Het eerste deel behandelde het ingeblikte voedsel, “het centrale element in de
keuken van de kolonist”. Voor elke maaltijd “komen wonderlijke hoeveelheden
blik uit kisten, die de zwarte koks zo goed en zo kwaad mogelijk bereiden”. Dat
was de veiligste keuze. Bovendien breidde het assortiment elke maand uit. Naast
vlees- en visconserven van vertrouwde merken, waren er ingeblikte boter, melk,
groenten, fruit, kruiden, koffie, thee, koekjes, olie en chocolade.
De
conserven bleven populair. In 1910 schreef een journalist dat het in de brousse
mogelijk was kaviaar, asperges, zalm en zuurkool te savoureren: was dat niet fantastisch?

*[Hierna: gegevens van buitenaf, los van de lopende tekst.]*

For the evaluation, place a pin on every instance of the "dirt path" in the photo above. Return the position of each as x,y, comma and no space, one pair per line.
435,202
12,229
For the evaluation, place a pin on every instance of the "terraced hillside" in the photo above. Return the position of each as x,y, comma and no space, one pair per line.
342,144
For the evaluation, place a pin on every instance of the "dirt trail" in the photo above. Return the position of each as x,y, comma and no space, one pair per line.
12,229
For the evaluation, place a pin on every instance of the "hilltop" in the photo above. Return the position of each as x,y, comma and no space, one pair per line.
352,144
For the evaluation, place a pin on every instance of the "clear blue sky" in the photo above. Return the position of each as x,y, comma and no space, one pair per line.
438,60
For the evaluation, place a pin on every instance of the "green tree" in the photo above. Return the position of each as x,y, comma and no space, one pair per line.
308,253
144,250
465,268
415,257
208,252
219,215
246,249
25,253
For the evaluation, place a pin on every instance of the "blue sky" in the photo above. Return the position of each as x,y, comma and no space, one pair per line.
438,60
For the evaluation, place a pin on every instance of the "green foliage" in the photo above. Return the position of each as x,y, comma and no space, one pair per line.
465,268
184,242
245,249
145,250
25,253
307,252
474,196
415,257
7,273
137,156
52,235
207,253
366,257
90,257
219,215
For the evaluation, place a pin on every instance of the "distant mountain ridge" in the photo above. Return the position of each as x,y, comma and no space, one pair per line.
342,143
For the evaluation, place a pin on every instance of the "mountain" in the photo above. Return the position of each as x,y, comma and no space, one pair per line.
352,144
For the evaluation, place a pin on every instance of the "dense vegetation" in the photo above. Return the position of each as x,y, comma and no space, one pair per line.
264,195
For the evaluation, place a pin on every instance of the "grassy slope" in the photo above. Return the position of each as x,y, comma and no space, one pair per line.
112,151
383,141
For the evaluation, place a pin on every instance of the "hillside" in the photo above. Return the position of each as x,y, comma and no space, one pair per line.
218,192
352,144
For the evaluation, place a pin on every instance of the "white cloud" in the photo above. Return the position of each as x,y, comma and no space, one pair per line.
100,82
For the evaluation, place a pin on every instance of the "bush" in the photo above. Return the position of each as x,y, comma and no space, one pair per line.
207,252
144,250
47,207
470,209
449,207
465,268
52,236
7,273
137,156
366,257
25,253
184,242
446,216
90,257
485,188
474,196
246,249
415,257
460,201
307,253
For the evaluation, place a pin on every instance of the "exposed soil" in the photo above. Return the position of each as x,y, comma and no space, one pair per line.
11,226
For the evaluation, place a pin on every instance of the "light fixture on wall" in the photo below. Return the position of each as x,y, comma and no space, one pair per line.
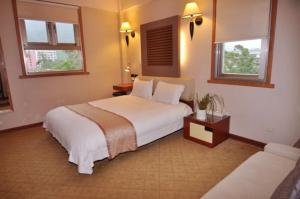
192,12
126,28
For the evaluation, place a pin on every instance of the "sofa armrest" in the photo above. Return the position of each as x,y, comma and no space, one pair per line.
283,150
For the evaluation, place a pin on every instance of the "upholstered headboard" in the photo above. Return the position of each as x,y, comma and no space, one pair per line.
189,84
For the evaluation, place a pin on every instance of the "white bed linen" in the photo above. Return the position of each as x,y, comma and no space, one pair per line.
85,141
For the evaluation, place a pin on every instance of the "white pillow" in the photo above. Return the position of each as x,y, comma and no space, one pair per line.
142,88
168,93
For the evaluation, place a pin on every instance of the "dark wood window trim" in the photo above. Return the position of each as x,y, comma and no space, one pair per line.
11,107
46,47
240,82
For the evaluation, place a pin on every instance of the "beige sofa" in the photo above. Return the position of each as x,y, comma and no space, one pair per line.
259,176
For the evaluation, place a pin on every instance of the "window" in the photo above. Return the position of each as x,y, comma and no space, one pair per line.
244,59
51,43
242,48
5,98
51,47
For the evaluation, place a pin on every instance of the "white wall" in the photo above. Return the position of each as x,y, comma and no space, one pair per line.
263,114
33,98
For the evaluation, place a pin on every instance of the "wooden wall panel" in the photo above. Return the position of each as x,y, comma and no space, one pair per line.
160,48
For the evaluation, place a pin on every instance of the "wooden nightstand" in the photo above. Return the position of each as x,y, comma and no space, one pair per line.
122,89
211,132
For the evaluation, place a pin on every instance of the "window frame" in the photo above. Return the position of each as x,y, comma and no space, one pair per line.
51,45
243,80
2,62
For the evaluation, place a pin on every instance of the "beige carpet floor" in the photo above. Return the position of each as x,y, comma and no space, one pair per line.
34,165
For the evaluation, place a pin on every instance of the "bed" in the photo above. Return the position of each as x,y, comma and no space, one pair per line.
84,140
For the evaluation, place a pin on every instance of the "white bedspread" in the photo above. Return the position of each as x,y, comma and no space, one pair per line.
84,140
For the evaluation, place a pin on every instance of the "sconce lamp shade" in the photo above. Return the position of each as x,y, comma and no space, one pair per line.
127,69
125,27
191,10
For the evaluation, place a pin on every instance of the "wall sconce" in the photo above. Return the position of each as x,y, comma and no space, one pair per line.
127,69
192,12
126,28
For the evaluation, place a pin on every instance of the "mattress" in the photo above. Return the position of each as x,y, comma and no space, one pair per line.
85,141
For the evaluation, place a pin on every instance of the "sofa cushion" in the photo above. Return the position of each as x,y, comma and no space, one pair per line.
290,186
257,177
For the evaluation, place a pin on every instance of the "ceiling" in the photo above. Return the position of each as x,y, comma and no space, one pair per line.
110,5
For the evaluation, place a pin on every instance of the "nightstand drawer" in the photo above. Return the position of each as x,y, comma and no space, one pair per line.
198,131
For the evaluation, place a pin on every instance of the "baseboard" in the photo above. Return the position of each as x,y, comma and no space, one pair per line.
247,140
21,127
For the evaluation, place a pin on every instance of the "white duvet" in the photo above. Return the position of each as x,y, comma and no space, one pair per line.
85,141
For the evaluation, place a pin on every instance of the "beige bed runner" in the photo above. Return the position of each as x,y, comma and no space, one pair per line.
119,132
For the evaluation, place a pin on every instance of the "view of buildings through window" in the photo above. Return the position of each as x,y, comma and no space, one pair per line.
52,60
51,46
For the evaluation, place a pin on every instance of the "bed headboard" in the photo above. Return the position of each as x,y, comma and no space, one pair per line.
189,86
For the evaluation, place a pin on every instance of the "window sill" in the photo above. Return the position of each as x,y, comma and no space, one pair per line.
53,74
241,83
4,111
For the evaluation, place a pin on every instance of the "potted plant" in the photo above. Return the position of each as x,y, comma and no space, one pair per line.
208,102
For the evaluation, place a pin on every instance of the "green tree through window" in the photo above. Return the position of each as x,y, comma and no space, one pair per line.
240,61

In hetzelfde jaar serveerden restaurants in de havenstad Boma Franse
driegangenmenu’s op basis van conserven.
Maar
na de Eerste Wereldoorlog nam het enthousiasme voor conserven geleidelijk af. Almaar
meer beschikte men over verse, gezonde en betaalbare producten, en bovendien verdween
de grote argwaan voor de Congolese keuken stilaan. In juli 1930 meldde een
krant dat een galadiner in Elisabethstad (Lubumbashi) voor 200 gasten
uitsluitend Congolese producten en schotels bevatte. In 1932 foeterde L’Illustration
Congolaise tegen conserven “die de gastronomie kapotmaken”. In de jaren
1930 bracht het Bulletin de l’union des femmes coloniales recepten voor
antiloop in room, pikant geitenvlees, maïssoep of gestoomd vlees in
bananenbladeren.
Het
duurde nog decennia voor de Congolese keuken op Belgische bodem ingang vond,
want het wantrouwen bleef in het moederland nog zeer hardnekkig.